Health Minister David Clark told Parliament’s Epidemic Response Committee current advice was against widespread testing.
He said particular places of outbreak though could be tested more broadly as a "surveillance" measure of the spread of the disease "perhaps around our medical workforce, or particular places of outbreak".
"And I am aware that the ministry are particularly looking at how we best do surveillance, how we look at the patterns of spread across the country and get a better understanding of it in a situation where people are at home, predominantly," he said.
"The encouraging thing that we are seeing is that as more testing is being done the number of cases are not going up commensurately. So, the number of cases per test being done is dropping at this stage — and that is an encouraging sign."
Dr Bloomfield said he was "increasingly confident" the lockdown was working but as the country’s contact-tracing improved, and moved on to an electronic platform to link with laboratory testing data, this week the Ministry of Health would be able to show the pattern of testing by region. Meanwhile, in a statement last night, the Southern District Health Board said 418 elective operations had been postponed as southern hospitals prepared for Covid-19 cases.
Dunedin Hospital had at present 24 bed spaces dedicated as a Covid-19 ward and by using clinical rooms that number could be increased to 28.
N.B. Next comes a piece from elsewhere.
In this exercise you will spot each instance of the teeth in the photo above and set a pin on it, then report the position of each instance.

Southland Hospital had 12 beds reserved for Covid-19 patients.
Additional capacity had also been created at Lakes District Hospital in Queenstown.
"Beyond this, we have further wards that we would make available as we step up the response across the southern health system," the statement said.
Dunedin’s intensive care unit had contingency plans to allow up to 30 beds to be used for Covid-19 cases; Southland had a further six coronary care unit beds.